The case of the Novolog pen is interesting. Under the IRA, Medicare Part D patients do not pay more than $35 per month for insulin supply that will include this pen; CMS is picking up the tab of the difference with the offered price. The opponents of the IRA were able to remove the insulin cost ceiling for non-Medicare patients—a tragedy, in my opinion.
It is surprising to many that the highest reimbursement cost drugs are not biologics, as shown in the first selection and as it will continue. It will be in the interest of big pharma to promote the arrival of biosimilars to avoid any price reductions. However, it is important to iterate that the price reduction does not apply to two-thirds of the market, and the reference product prices are not required to correlate with their CMS pricing.
The first announcement of price reduction starting in 2026 is a pivotal event of great significance, but it must first be understood how it works. For example, the originator may offer a reference product at a lower price if biosimilars are available. The motivation for biosimilar developers is not dependent on the list price of the reference product—it is just too high despite the 35% price reduction.
CMS' lowest reimbursement for monoclonal antibodies is about $350,000 per g, and the highest reimbursement is $25 million per g; all antibodies cost less than $100 per gram to manufacture. However, the selection of drugs is not based on the relative cost but on the total amount reimbursed, which depends highly on the patient population in Medicare and Medicaid.2
After Merck and Bristol Myers Squibb (BMS) took shots at the IRA in separate lawsuits, the influential trade group Pharmaceutical Research and Manufacturers of America (PhRMA) and 2 other organizations—the Global Colon Cancer Association and the National Infusion Center Association—have joined, claiming that the IRA is unconstitutional.
While Merck and BMS asserted violations of the First and Fifth Amendments with their respective lawsuits, the new case takes a different approach, raising new arguments over the Eighth Amendment. PhRMA's lawsuit claims that the IRA’s excise tax, imposed on any drugmaker that doesn’t comply with Medicare’s price-setting negotiations, violates the Eighth Amendment’s Excessive Fines Clause.

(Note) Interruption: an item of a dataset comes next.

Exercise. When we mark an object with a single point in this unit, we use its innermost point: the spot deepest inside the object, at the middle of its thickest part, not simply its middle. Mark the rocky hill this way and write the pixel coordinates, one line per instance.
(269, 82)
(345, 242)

The new law forces a tax that starts at 186% of a drug’s annual revenue and increases to a maximum of 1,900% for noncompliance, essentially functioning “as a penalty that is grossly disproportionate to the 'offense' it seeks to punish” the groups argue in their suit.
PhRMA and the other groups also argued over the Fifth Amendment’s Due Process Clause, typically used in criminal procedures. They argue that the IRA breaches the clause by denying public input on how the law will be implemented. Additionally, the lawsuit cries foul on the broad authority Congress delegated to the HHS to set these prices, calling the action in conflict with the Constitution’s separation-of-powers principles.
Ironically, the IRA is also opposed by the Association of Affordable Medicines, an unlikely partnership with PhRMA and big pharma. Generics and biosimilars will bloom under the IRA since their presence removes any constraints on originator products. The PhRMA should welcome it, not oppose it, if only the text of the Act is ready correctly. I had the privilege of reviewing the draft of IRA, and I had wanted it to be more stringent. What we have is not only fair, it is long overdue.